UPDATE: 10:20 a.m. EDT
Shares of Fitbit opened at $30.40, 52 percent above its initial public offering price of $20, valuing the company at more than $4 billion.
Fitbit Inc. (NYSE:FIT), the maker of wearable health-tracking devices, will make its stock market debut Thursday with an initial public offering that could value the company at more than $4 billion. Shares of the company’s stock are set to trade on the New York Stock Exchange under the ticker symbol FIT and will be priced at $20 per share, above its previous range of $17 to $19 per share on stronger-than-expected demand, according to a filing with the Securities and Exchange Commission.
The buzz around the brand could signal investors are jumping at the chance to buy into a recognizable technology brand and ride the momentum of recent IPOs. Consumer spending on wearable devices is growing faster than in any segment in the global consumer electronics market, as devices more than tripled in 2014 from a year earlier, reaching a total of 21 million units shipped, according to International Data Corporation.
"There's over $200 billion of consumer spending on health and fitness," Fitbit CEO James Park told CNBC Thursday."This is a massive market. There's room for more than one dominant player. The brand Fitbit is really synonymous with health and fitness tracking, so we feel that we have really significant competitive differentiators in the market."
Fitbit, maker of popular wrist-worn personal fitness-tracking devices, is a strong company that presents an interesting set of considerations for investors, says James Gellert, chairman and chief executive officer at Rapid Ratings International Inc. “Fitbit is a market leader that has strong brand recognition and a loyal client base,” Gellert said. “They aren’t big, but they use the assets very efficiently to generate returns.”
The company's financials improved markedly in 2014 compared with the prior year. It had recorded annual losses from 2011-2013. For the first three months of 2015, Fitbit posted net income of $48 million on revenue of $336.8 million, compared with a profit of $8.9 million on sales of $108.8 million during the same period in 2014.

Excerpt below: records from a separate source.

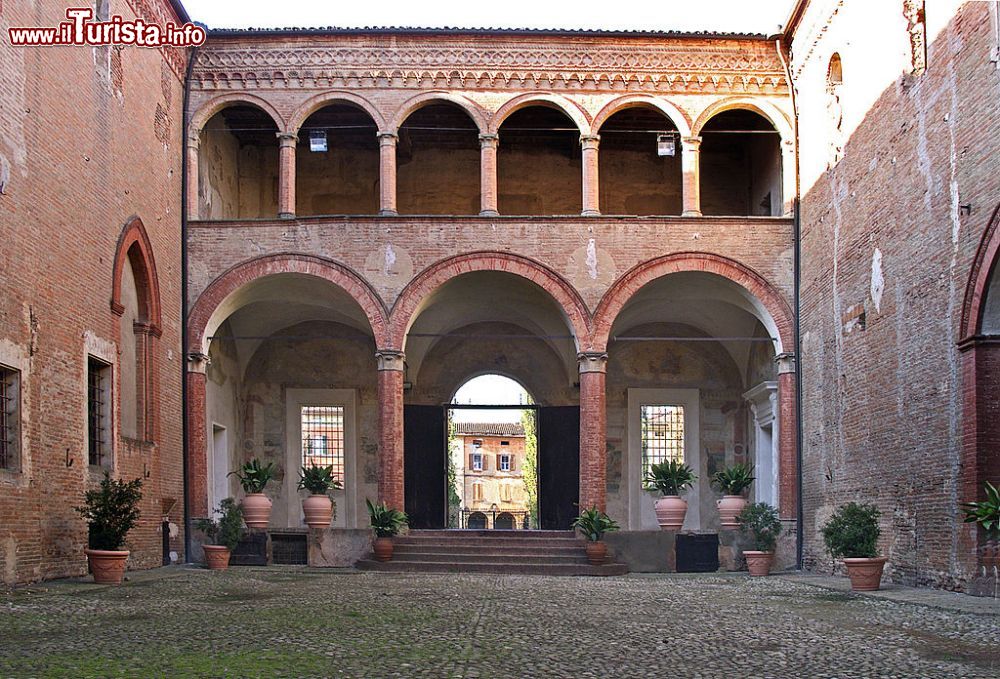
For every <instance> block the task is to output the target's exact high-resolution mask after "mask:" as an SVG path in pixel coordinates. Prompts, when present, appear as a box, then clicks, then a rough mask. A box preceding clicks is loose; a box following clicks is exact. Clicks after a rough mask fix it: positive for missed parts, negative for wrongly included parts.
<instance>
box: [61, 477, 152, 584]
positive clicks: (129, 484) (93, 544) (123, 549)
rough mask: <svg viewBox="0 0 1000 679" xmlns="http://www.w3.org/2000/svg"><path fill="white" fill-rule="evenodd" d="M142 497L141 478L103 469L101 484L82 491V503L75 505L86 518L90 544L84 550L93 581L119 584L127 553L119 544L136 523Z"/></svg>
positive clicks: (78, 510)
mask: <svg viewBox="0 0 1000 679" xmlns="http://www.w3.org/2000/svg"><path fill="white" fill-rule="evenodd" d="M141 501H142V479H135V480H133V481H124V480H120V479H112V478H111V475H110V474H109V473H108V472H104V478H103V479H102V480H101V485H100V487H98V488H96V489H93V490H88V491H87V492H86V493H84V496H83V506H82V507H76V508H75V509H76V511H77V513H78V514H80V516H82V517H83V518H84V519H86V520H87V544H88V547H89V548H88V549H86V550H85V551H86V554H87V561H88V562H89V564H90V572H91V573H93V575H94V582H96V583H98V584H102V585H120V584H122V580H123V579H124V578H125V566H126V563H127V562H128V557H129V553H130V552H129V551H128V550H126V549H122V548H123V547H124V546H125V537H126V536H127V535H128V533H129V531H130V530H132V529H133V528H134V527H135V525H136V524H137V523H139V503H140V502H141Z"/></svg>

Rapid Ratings measures Fitbit’s financial health rating very strong, at 87 on a zero to 100 scale, meaning it has high levels of efficiency in the company and extremely low probabilities of default. Compared to GoPro, another device manufacturer that recently went public, Fitbit is half the size in revenue but is equally as profitable. Its net profit margins significantly exceed GoPro’s. GoPro has a strong financial health rating of 78.
Founded in 2007, the San Francisco company makes wearable devices that track everything from a user’s calories burned to sleep patterns. Fitbit has sold more than 20 million devices since its inception, as of March 31. Fitbit also held the leading position in the U.S. fitness activity tracker market in the first quarter of 2015 with an 85 percent share, by dollars, according to the NPD Group.

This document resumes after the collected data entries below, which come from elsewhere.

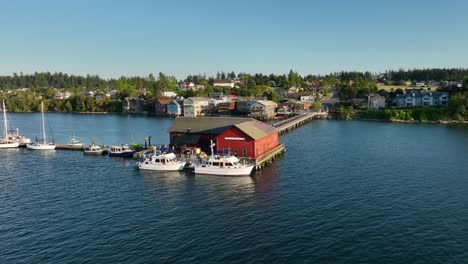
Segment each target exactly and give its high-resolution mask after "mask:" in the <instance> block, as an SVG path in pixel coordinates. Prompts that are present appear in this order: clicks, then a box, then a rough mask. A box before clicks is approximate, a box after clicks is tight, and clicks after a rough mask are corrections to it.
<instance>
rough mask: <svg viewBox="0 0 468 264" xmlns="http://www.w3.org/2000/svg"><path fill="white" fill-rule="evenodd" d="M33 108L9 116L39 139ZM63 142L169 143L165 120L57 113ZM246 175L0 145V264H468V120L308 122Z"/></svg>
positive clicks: (57, 134)
mask: <svg viewBox="0 0 468 264" xmlns="http://www.w3.org/2000/svg"><path fill="white" fill-rule="evenodd" d="M37 117H38V115H37V114H11V115H10V119H11V123H14V125H15V126H18V127H20V129H21V130H23V131H24V133H25V134H27V135H39V127H38V126H39V121H38V120H37ZM48 119H49V123H50V127H51V128H52V130H53V131H54V134H55V137H56V140H57V141H58V142H60V141H62V142H63V143H65V142H66V141H67V140H68V138H69V135H70V131H73V132H74V133H75V134H76V136H77V137H78V138H79V139H81V140H82V141H84V142H90V139H91V138H96V140H97V141H98V143H105V144H119V143H120V142H130V141H131V140H132V138H133V139H134V140H133V141H141V140H142V138H143V137H144V136H148V135H152V136H153V142H155V143H166V142H167V141H168V136H167V129H168V128H169V126H170V124H171V122H172V121H171V119H157V118H149V117H135V116H134V117H127V116H113V115H102V116H99V115H64V114H49V115H48ZM281 141H283V142H284V143H285V144H286V147H287V153H286V154H285V155H283V156H282V157H281V158H280V159H278V160H276V161H275V162H274V163H273V165H272V166H270V167H268V168H266V169H264V170H262V171H260V172H256V173H255V174H254V175H253V176H252V177H239V178H229V177H213V176H193V175H192V174H190V173H187V172H181V173H146V172H140V171H138V170H136V169H135V168H134V161H133V160H128V159H119V158H109V157H105V156H103V157H87V156H83V154H82V153H80V152H73V151H59V150H57V151H53V152H32V151H28V150H26V149H13V150H2V151H0V166H1V170H0V260H1V262H2V263H83V262H85V263H175V262H183V263H196V262H199V263H210V262H221V263H227V262H231V263H249V262H257V263H258V262H266V263H303V262H306V263H466V261H467V259H468V253H467V252H468V251H467V249H468V224H467V223H468V128H467V127H456V126H443V125H419V124H390V123H366V122H357V121H356V122H337V121H314V122H312V123H309V124H307V125H305V126H303V127H301V128H299V129H297V130H295V131H292V132H290V133H289V134H286V135H284V136H282V137H281Z"/></svg>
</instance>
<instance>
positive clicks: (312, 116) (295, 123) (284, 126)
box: [273, 112, 328, 135]
mask: <svg viewBox="0 0 468 264" xmlns="http://www.w3.org/2000/svg"><path fill="white" fill-rule="evenodd" d="M327 115H328V113H327V112H310V113H303V114H299V115H297V116H294V117H291V118H288V119H285V120H282V121H279V122H276V123H274V124H273V126H274V127H276V128H277V129H278V133H279V134H280V135H282V134H285V133H286V132H289V131H291V130H293V129H295V128H298V127H300V126H302V125H303V124H305V123H307V122H309V121H310V120H312V119H316V118H326V117H327Z"/></svg>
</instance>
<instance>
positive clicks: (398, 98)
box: [396, 91, 449, 107]
mask: <svg viewBox="0 0 468 264" xmlns="http://www.w3.org/2000/svg"><path fill="white" fill-rule="evenodd" d="M448 99H449V94H448V93H446V92H421V91H407V92H406V94H398V95H397V96H396V105H397V106H399V107H406V106H437V105H441V106H446V105H447V104H448Z"/></svg>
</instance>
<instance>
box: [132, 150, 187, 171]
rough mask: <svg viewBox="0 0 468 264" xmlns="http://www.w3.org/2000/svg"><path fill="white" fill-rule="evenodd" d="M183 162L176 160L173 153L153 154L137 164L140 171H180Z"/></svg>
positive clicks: (160, 153)
mask: <svg viewBox="0 0 468 264" xmlns="http://www.w3.org/2000/svg"><path fill="white" fill-rule="evenodd" d="M184 166H185V161H182V160H178V159H177V157H176V155H175V154H174V153H155V154H153V155H151V156H150V157H149V158H145V159H144V160H143V161H140V162H137V167H138V168H139V169H140V170H156V171H180V170H183V169H184Z"/></svg>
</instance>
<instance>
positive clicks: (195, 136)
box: [169, 117, 279, 158]
mask: <svg viewBox="0 0 468 264" xmlns="http://www.w3.org/2000/svg"><path fill="white" fill-rule="evenodd" d="M169 133H170V144H171V146H174V147H175V148H176V149H182V148H184V147H193V148H201V149H202V150H203V151H204V152H206V153H207V154H210V150H209V146H210V140H213V142H214V143H215V148H216V149H217V150H224V149H229V150H230V153H231V154H233V155H235V156H238V157H246V158H258V157H260V156H261V155H264V154H266V153H268V152H269V151H271V150H273V149H275V148H276V147H278V145H279V141H278V130H277V129H276V128H275V127H273V126H271V125H269V124H266V123H263V122H260V121H258V120H255V119H252V118H240V117H198V118H193V117H178V118H176V119H175V120H174V122H173V124H172V126H171V128H170V129H169Z"/></svg>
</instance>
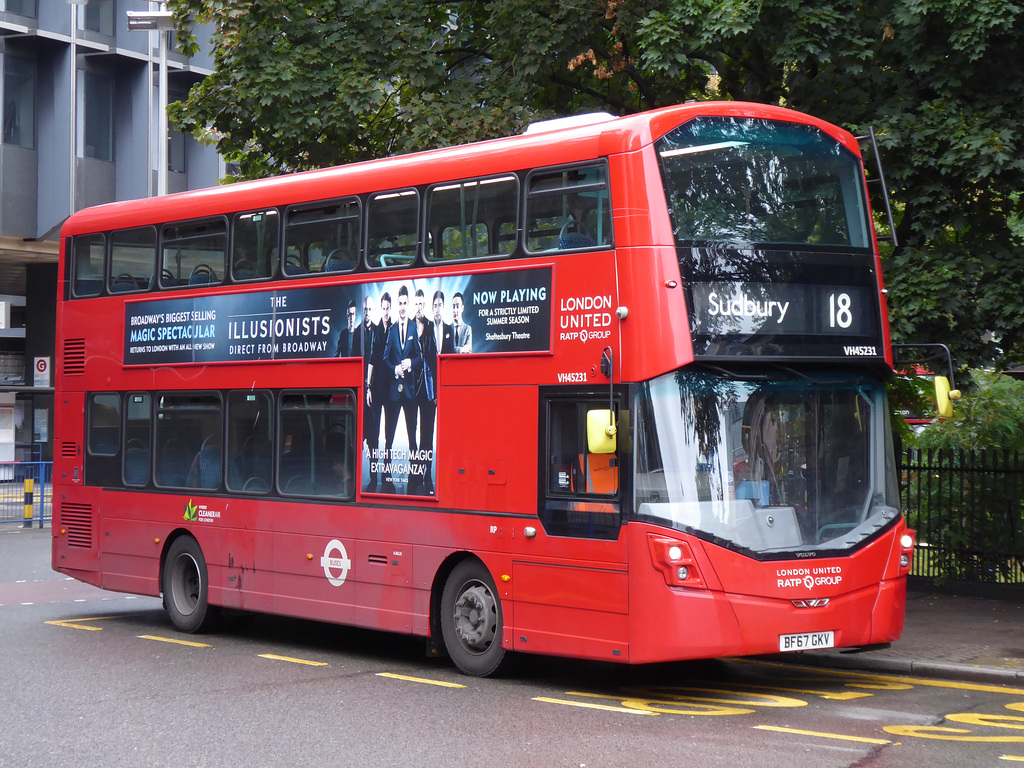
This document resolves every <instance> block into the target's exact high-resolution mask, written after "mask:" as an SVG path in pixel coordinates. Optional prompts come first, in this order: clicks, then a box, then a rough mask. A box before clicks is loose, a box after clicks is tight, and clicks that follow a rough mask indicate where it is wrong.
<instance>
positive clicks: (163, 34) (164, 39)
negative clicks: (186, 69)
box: [157, 30, 167, 195]
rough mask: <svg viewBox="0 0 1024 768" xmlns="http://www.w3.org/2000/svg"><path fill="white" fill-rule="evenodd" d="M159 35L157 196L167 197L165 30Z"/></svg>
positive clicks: (165, 61)
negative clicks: (159, 77) (158, 116)
mask: <svg viewBox="0 0 1024 768" xmlns="http://www.w3.org/2000/svg"><path fill="white" fill-rule="evenodd" d="M157 34H158V35H160V97H159V100H160V103H159V106H158V109H159V110H160V115H159V125H160V127H159V133H160V135H159V136H158V138H157V140H158V141H159V142H160V143H159V144H158V147H157V148H158V152H157V163H158V164H159V167H158V168H157V195H167V30H158V31H157Z"/></svg>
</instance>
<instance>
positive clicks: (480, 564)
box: [441, 560, 505, 677]
mask: <svg viewBox="0 0 1024 768" xmlns="http://www.w3.org/2000/svg"><path fill="white" fill-rule="evenodd" d="M441 636H442V637H443V638H444V649H445V650H446V651H447V653H449V656H451V658H452V660H453V662H454V663H455V666H456V667H458V668H459V669H460V670H461V671H462V672H463V673H464V674H466V675H472V676H473V677H487V676H488V675H494V674H495V673H496V672H498V670H499V668H500V667H501V666H502V663H503V662H504V660H505V649H504V648H502V602H501V599H500V598H499V597H498V590H497V589H495V582H494V580H493V579H492V578H490V573H488V572H487V569H486V568H485V567H484V566H483V563H481V562H480V561H479V560H463V561H462V562H461V563H459V564H458V565H456V566H455V568H454V569H453V570H452V573H451V574H450V575H449V578H447V581H446V582H445V583H444V591H443V592H442V593H441Z"/></svg>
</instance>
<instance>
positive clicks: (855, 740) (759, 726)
mask: <svg viewBox="0 0 1024 768" xmlns="http://www.w3.org/2000/svg"><path fill="white" fill-rule="evenodd" d="M754 728H755V730H759V731H775V732H776V733H795V734H797V735H798V736H816V737H818V738H837V739H840V740H841V741H859V742H861V743H865V744H891V743H892V741H890V740H888V739H885V738H868V737H866V736H847V735H844V734H842V733H824V732H822V731H805V730H801V729H799V728H781V727H779V726H775V725H755V726H754Z"/></svg>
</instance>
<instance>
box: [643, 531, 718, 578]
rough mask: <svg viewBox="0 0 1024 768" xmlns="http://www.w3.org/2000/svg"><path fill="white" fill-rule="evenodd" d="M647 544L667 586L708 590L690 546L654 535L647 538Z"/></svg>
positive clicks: (647, 537)
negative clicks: (703, 580)
mask: <svg viewBox="0 0 1024 768" xmlns="http://www.w3.org/2000/svg"><path fill="white" fill-rule="evenodd" d="M647 543H648V544H649V545H650V559H651V562H652V563H653V565H654V567H655V568H657V569H658V570H660V571H662V574H663V575H664V577H665V583H666V584H668V585H669V586H670V587H689V588H692V589H706V588H707V586H706V585H705V582H703V579H701V577H700V569H699V568H698V567H697V562H696V559H695V558H694V557H693V550H692V549H691V548H690V545H689V544H687V543H686V542H681V541H679V540H678V539H670V538H668V537H662V536H653V535H651V536H648V537H647Z"/></svg>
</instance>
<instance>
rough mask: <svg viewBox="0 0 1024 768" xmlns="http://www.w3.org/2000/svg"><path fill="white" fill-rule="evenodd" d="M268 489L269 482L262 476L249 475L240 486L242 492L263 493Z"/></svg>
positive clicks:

The company sells its products in 45,000 retail stores in more than 50 countries.
The company sold 36.6 million shares and raised around $732 million, according to its S-1 filing with the SEC. Fitbit is valued at $4.1 billion at the IPO price.

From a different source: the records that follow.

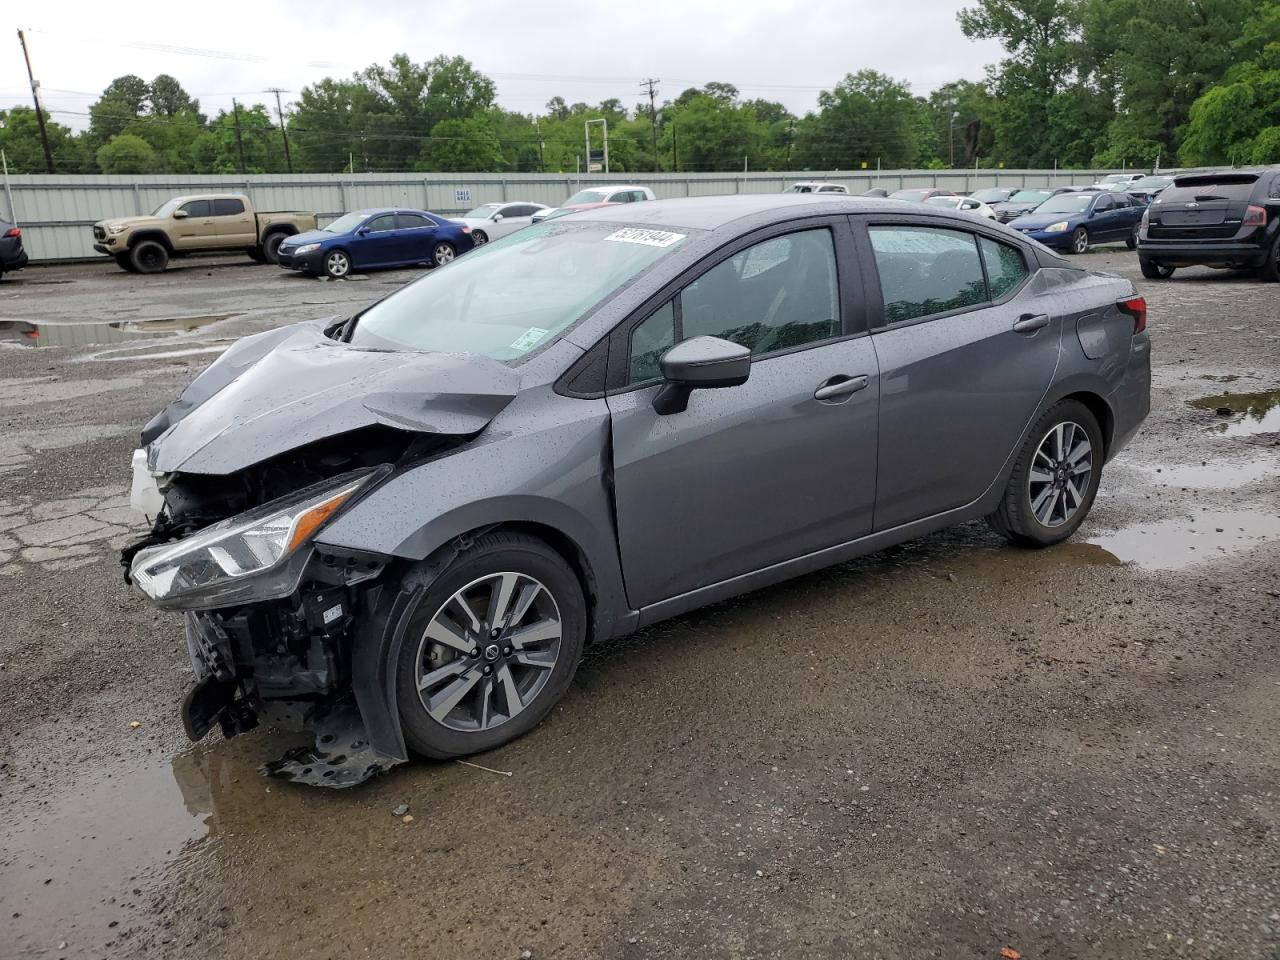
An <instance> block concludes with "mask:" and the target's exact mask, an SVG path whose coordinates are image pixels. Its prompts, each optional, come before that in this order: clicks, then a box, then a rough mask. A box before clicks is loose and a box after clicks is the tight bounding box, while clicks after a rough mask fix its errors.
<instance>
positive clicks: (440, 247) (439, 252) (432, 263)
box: [431, 241, 458, 266]
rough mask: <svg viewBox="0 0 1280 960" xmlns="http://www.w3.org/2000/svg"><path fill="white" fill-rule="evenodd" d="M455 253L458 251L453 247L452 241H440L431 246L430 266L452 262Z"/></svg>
mask: <svg viewBox="0 0 1280 960" xmlns="http://www.w3.org/2000/svg"><path fill="white" fill-rule="evenodd" d="M457 255H458V251H456V250H454V248H453V244H452V243H445V242H444V241H440V242H439V243H436V244H435V246H434V247H431V266H444V265H445V264H448V262H452V261H453V260H454V257H457Z"/></svg>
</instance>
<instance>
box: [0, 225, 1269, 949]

The challenges for Fitbit come predominantly from its competitors, which are formidable. The fitness-tracking device maker is a leader in a market where many more players are entering the game. The Apple Watch's success is still too early to measure accurately. And there are many other consumer electronics companies in the space, including Garmin, Jawbone and Misfit.
Jawbone, the second-largest maker of activity trackers and fitness bands, hit rival Fitbit with a two lawsuits recently, one on patent infringement filed this month and another filed in May alleging Fitbit recruited its employees and stole its trade secrets.
What also concerns investors is that Fitbit hasn’t provided a long-term plan for growth. “Fitbit knows competition is really breathing down their neck,” said David Louton, professor of finance at Bryant University. “I suspect they’ll try to innovate on the hardware side to create something new, but that won’t really cut it in this competitive environment.”
However, Fitbit could be envisioning a future in the medical industry where the company jumps from wearable products that consumers talk about with co-workers to users who talk about them to their doctor.
“I think right now everyone is focused on pure consumer benefits and motivating people to change their behavior,” Park said during an interview with Time in March. “I think there’ll be a next big leap in benefits once we tie into more detailed clinical research and cross the hurdles and dialogue with the FDA about what we can do for consumers and what’s regulated or not.”
Even so, experts maintain the company will need to innovate to remain competitive. “They are not going to make it as a stand-alone product,” Louton said. “They need to be bought by a company that’s making a more comprehensive product that Fitbit can be integrated into.”
Certainly Apple comes to mind, but the ideal partner for Fitbit would be competition to the Apple Watch maker, such as Samsung, says Louton.
Gellert agrees. “Fitbit is a very good example of a company that could see an acquisition in a relatively short period of time,” said Gellert, depending on how the IPO performs.
If the IPO goes well, acquirers will perceive that it is overvalued, and if it goes moderately well, then there could be a potential acquisition sometime later that could make some of the current shareholders money.
“Fitbit may well be gobbled up down the road, giving investors two ways to benefit,” Gellert said.